Townships in the Western Galilee have for the first time prepared a plan to prevent recurrent floods that damage property and waste precious water every winter.

The Ga’aton River, which runs through Nahariya, serves as drainage for much of the Western Galilee. The result is that heavy rainfall quickly causes floods, which in turn cause property damage. Moreover, the water that overflows the Ga’aton’s banks is wasted – often millions of cubic meters each year. The new plan is aimed at both preventing the floods and capturing the water for future use.
Nahariya flood – Tomer Neuberg – 31012012

Flooding last year on Nahariya’s aptly named Ga’aton Street.
Photo by: Tomer Neuberg

The Western Galilee Drainage and Rivers Authority presented the plan to the northern district planning and building committee two weeks ago. Nahariya and all the nearby agricultural communities are backing the plan, which was prepared by the M. Rosenthal Engineers company.

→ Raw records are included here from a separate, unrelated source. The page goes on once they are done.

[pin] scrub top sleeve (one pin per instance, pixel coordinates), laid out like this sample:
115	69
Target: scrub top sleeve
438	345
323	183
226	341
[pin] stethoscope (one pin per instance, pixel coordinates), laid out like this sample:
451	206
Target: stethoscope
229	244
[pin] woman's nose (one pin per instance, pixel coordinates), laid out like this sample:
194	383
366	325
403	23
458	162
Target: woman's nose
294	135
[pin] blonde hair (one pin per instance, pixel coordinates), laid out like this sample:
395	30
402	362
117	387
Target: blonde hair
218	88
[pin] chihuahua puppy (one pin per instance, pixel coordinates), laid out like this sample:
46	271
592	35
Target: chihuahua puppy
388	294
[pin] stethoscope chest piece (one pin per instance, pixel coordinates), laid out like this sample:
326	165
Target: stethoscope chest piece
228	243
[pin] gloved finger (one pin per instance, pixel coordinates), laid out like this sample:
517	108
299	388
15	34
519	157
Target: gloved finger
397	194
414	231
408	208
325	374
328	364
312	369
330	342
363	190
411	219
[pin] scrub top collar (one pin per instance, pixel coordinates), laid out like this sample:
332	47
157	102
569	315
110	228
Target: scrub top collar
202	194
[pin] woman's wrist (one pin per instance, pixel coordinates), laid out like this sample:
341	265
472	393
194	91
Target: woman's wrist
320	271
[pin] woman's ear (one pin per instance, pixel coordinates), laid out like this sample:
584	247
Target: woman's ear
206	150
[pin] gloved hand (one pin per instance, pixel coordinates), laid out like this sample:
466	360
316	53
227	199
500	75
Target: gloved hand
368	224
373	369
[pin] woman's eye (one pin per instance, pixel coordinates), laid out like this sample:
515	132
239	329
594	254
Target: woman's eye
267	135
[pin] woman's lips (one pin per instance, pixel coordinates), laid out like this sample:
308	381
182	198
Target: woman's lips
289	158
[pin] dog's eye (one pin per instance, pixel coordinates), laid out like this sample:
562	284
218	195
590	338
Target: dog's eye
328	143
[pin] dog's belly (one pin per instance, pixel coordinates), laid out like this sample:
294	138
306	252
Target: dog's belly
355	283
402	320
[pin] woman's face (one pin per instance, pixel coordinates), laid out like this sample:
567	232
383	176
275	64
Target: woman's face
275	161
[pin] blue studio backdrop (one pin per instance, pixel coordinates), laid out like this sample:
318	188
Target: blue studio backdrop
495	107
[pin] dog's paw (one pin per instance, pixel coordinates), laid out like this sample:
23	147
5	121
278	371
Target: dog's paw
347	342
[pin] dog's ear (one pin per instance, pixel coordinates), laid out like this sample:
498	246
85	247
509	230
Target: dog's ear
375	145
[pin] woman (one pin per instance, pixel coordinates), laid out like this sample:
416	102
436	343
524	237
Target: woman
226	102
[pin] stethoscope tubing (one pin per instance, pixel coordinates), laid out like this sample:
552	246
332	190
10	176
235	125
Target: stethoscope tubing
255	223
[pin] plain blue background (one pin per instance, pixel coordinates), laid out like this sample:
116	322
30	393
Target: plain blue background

The plan calls for building reservoirs to capture and store the region’s run-off near the headwaters of the Ga’aton before it ever reaches Nahariya. One will be located in a quarry near Kibbutz Yehiam, since the quarrying activity there has already created a pit ideal for the purpose. The captured water will then be gradually fed back into the groundwater.

“Turning the quarry into a reservoir will be the easiest part, so we might begin it within a year” of the plan’s approval, said Uri Arnon, deputy chairman of the Mateh Asher Regional Council and head of the drainage authority.

Another reservoir, able to hold 1 million cubic meters of water, will be built near Kibbutz Kabri. That water will be used for irrigation.

In addition, overflow from the region’s springs, which currently ends up in the Ga’aton, will be diverted via a drainage canal into another stream that runs nearby. Arnon said increasing the water flow to that stream would also benefit the region’s ecology.

An additional stream will be widened to improve the region’s drainage.

But the engineering firm warned that none of this would suffice to keep Nahariya from flooding unless the city also improved its own drainage system.

Usually, major drainage plans of this sort spark opposition from environmental organizations, which fear they will harm the natural landscape. But the environmentalists’ representative on the planning council, Yohanan Darom, has backed this initiative, saying it manages to help Nahariya without harming the surrounding countryside.